Hasta en dos ocasiones llegué a estar apuntado para hacer una e irse al traste. La primera, esa Blue de octubre que se aplazó por temporal; sí, esa misma en la que Javi tuvo que guardarse el anillo unos meses. La segunda, una que se hacía en Fuerteventura, Coast To Coast: fue apuntarme yo, cancelarse y directamente no volver a organizarse nunca más. Descartadas algunas por coincidir con comuniones, baile de magos o algún otro evento, parecía que el gafe de 42 km y montaña estaba servido. Así que para no seguir tentando a la suerte decidí apostar (¿gafar?) por otras carreras e intentarlo en el asfalto. Dos Gran Canaria Maratón después, como finisher, y me planté el 8 de diciembre en La Laguna para saldar cuentas.

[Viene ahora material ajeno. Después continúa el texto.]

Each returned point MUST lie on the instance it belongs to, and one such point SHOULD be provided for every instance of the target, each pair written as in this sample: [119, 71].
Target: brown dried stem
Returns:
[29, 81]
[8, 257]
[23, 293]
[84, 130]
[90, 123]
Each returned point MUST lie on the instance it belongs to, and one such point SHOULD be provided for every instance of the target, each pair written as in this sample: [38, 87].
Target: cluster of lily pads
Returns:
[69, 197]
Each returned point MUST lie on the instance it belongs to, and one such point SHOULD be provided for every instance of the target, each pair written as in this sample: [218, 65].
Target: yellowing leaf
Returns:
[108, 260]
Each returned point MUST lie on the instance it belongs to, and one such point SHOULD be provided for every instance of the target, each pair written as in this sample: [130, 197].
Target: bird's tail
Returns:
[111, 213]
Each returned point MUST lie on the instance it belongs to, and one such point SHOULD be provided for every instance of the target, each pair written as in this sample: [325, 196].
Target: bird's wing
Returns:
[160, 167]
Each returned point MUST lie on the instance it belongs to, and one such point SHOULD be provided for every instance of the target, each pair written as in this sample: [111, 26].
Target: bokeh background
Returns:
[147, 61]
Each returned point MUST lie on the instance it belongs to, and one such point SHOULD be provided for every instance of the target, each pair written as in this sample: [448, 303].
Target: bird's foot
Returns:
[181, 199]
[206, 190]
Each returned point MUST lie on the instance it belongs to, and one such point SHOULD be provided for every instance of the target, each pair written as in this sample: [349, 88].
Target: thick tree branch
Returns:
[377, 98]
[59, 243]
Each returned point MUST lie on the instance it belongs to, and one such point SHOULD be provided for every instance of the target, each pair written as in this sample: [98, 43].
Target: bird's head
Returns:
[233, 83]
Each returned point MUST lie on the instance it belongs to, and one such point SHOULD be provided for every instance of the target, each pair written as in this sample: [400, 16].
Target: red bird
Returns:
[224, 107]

De la carrera en sí, suponía que no debería tener más historia que la de salir reservón, no descuidar hidratarse y comer, tranquilidad en La Goleta y llegar con piernas a La Punta, que es donde todo el mundo dice que comienza de verdad la cosa, para subir y subir hasta llegar a meta. La charla previa con Jon y Fran no hacía sino reforzar esa idea: mil gracias por ese ratito, algunos nervios se templaron en ese momento. Pero muy pronto descubriría que no solo hay que llevar piernas, también estómago. Que el único rato de sol de todo el domingo te pille subiendo La Goleta y te vaya madurando, más llegar al avituallamiento posterior, en una zona nublada con viento y fresquete, solo puede tener una consecuencia: un corrientazo de manual, que dirían nuestros mayores. ¡¡Uff!! Algo se dio la vuelta en el estómago y ya nada sería igual. Menos mal que me pegué a un grupito que no bajó muy lanzado y me permitió ir algo distraído pasando el rato. Con lo mal que bajo, no quiero ni imaginar lo mal que lo hubiera pasado haciendo el descenso solo y con náuseas.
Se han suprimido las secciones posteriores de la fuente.